When Dagon rallied his forces for the invasion of Tamriel, Achevach was placed under the command of a Kynmarcher charged with razing Necrom to the ground. Ecstatic at the thought of acquiring souls and flesh for experimentation, Achevach volunteered to lead the strike force into Tamriel itself.
After passing through a rent in the city’s walls, Achevach encountered magical resistance from the Telvanni compound. He slew a score of the masters, harvested their souls and had his scamps drag their bodies back to the Oblivion Gate. At this point, Ranis Athryn appeared with a dozen apprentices at her side, and blasted the Kynreeve with an assortment of elemental assaults. Achevach was banished, but not before releasing one of his flesh-eating enchantments. Most of those who followed Ranis survived, but she herself was consumed and her soul quickly snatched aside by Achevach as he fell screaming into the The Darkness.
When he returned, he still held Ranis tortured soul, and set it inside a soulgem for select experimentation and punishment. Ranis was revived into living flesh, only to have it burnt away periodically at Achevach’s whim.
For a long while after Dagon’s defeat, the Dremora’s ranks were left in turmoil, and Achevach struggled to hold on to his position. After watching his Kynmarcher suffer increasingly embarrassing defeats at the hands of his equals, Achevach slew him in secret and took his place. He led his new citadel to victory, and fuelled an overwhelming understanding of destruction with the tortured souls of mortals.
Eventually, Achevach’s successful governance saw him elected to the Markyn, where he was feared and respected as a lord of lords.
Saris Oath:
Over the years, Saris has made some progress in discovering who killed Ranis and how to put him within his grasp. He started with only the accounts of Ranis’ fellow apprentices, which unanimously told of her bravery in amassing them and striking what they saw as a Daedric general as he turned his head. They described him as a spellcaster, unarmoured and wielding a thin bone staff. His rank and file splintered quickly after his banishment.

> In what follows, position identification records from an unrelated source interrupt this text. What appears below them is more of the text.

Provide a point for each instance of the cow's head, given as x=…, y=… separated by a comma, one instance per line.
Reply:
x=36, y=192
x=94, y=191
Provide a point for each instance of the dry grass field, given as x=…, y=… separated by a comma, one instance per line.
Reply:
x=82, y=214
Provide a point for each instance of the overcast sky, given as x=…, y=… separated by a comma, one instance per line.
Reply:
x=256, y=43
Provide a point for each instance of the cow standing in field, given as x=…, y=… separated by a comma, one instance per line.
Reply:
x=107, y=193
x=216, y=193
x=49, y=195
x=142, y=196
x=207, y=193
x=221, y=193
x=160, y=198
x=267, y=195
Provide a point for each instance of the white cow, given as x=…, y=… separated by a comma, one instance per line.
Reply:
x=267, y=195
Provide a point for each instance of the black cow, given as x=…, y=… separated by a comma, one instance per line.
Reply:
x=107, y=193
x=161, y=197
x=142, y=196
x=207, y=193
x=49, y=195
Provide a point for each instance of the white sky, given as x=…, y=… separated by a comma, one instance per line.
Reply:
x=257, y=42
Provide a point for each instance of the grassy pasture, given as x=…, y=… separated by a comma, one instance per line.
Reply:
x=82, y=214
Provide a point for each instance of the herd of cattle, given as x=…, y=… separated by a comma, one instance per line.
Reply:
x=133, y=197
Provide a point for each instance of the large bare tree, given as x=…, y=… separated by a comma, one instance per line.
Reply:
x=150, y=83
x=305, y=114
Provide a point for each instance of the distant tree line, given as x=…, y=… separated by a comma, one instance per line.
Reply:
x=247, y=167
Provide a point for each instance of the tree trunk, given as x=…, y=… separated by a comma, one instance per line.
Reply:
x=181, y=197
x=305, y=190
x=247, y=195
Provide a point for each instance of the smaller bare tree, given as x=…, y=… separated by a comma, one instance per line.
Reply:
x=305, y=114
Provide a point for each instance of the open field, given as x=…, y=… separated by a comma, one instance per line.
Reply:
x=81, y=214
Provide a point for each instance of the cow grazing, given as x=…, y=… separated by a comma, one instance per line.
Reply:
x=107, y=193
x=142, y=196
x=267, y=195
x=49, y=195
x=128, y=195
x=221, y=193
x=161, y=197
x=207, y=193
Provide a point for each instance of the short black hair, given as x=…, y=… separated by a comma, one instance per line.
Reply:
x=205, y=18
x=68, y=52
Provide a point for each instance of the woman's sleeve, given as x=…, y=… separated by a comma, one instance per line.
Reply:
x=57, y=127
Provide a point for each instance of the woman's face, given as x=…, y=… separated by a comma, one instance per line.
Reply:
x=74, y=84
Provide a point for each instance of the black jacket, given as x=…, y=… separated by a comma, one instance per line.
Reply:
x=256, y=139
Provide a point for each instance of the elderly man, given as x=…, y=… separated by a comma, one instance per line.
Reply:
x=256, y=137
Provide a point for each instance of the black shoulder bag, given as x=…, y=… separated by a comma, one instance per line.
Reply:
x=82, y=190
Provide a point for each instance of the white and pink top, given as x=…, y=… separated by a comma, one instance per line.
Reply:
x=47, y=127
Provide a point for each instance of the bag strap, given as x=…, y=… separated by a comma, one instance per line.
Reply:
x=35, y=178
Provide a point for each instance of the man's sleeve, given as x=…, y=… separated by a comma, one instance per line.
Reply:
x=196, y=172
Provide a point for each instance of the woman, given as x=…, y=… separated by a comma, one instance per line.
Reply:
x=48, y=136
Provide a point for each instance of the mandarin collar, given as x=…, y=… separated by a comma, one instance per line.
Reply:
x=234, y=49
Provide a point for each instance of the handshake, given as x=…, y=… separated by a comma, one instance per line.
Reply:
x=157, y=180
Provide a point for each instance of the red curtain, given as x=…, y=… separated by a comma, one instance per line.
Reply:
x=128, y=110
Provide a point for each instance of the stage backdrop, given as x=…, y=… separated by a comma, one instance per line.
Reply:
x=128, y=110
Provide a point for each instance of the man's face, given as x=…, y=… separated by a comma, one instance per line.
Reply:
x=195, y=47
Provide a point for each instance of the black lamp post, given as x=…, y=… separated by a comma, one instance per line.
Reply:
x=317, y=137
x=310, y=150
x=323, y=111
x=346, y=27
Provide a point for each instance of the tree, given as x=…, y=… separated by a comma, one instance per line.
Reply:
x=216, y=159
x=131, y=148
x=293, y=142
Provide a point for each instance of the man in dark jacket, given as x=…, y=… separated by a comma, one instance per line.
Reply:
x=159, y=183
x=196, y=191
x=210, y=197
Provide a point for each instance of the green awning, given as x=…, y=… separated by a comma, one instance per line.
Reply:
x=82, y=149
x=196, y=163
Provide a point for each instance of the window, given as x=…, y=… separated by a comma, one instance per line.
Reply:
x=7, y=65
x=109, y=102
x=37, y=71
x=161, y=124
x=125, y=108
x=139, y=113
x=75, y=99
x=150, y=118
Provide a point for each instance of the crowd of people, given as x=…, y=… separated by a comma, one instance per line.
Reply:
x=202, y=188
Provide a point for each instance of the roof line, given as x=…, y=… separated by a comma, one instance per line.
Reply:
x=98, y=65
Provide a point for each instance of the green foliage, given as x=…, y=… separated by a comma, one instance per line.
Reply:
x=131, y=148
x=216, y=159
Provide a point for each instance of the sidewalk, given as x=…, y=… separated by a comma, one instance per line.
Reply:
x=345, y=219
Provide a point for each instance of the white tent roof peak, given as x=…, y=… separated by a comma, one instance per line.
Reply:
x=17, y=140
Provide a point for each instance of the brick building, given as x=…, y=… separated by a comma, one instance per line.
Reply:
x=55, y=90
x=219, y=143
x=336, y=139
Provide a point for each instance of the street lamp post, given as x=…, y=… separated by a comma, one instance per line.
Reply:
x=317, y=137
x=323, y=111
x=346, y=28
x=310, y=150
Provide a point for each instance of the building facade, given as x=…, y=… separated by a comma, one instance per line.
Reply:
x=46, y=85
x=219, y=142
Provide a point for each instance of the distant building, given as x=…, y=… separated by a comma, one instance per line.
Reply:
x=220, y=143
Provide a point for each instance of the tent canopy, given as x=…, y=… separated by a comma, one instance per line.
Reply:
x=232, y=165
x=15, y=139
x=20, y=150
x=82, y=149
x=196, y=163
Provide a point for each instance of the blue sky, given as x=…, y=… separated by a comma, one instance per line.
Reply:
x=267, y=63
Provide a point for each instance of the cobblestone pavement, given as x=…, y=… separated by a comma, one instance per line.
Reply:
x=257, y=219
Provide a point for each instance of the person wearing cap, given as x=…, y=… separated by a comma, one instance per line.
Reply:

- · During one of the sieges on an Oblivion Gate, Saris discovered the name of the Citadel that was pitted against Necrom: Kamarlivel.
- · Using one of the summoning circles at the Arcane University, Saris bound a scamp named Echard who had fought in the Siege of Necrom. He learned the name of the Kynmarcher who had led the siege; Nyrmov.
- · His attempt to reach Oblivion through Umbriel was at best a shot in the dark, and had no direct success. However, the pursuit led him to Mephala’s wasted altar on the shores of The Scathing Bay, and it was there that he made his first bargain with a Daedric Prince. Mephala demanded his utmost subtlety in exchange for answers about his quarry – to do no less than infiltrate the highest ranks of The Dark Brotherhood, and once there, to take lives only as she instructed. In exchange for the initial oath Mephala gave him the names of the four Kynreeve who had served under Nyrmov.
- · After completing his lengthy pilgrimage, Saris returned to Mournhold and gleaned what information he could from his latest clue. By grace of conjuration he discovered that two of the Kynreeve had since lost their positions and were demoted to caitiffs, and these he ruled out as having been elsewhere during the siege. Two remained. Achevach, who had ascended so far through the ranks that it was difficult to gain any information about him directly, and Hyrados, the subtlest Kyn Saris had ever encountered, whose charges feared and despised him with equal fervour. It is Hyrados who Saris is focusing his energies on now.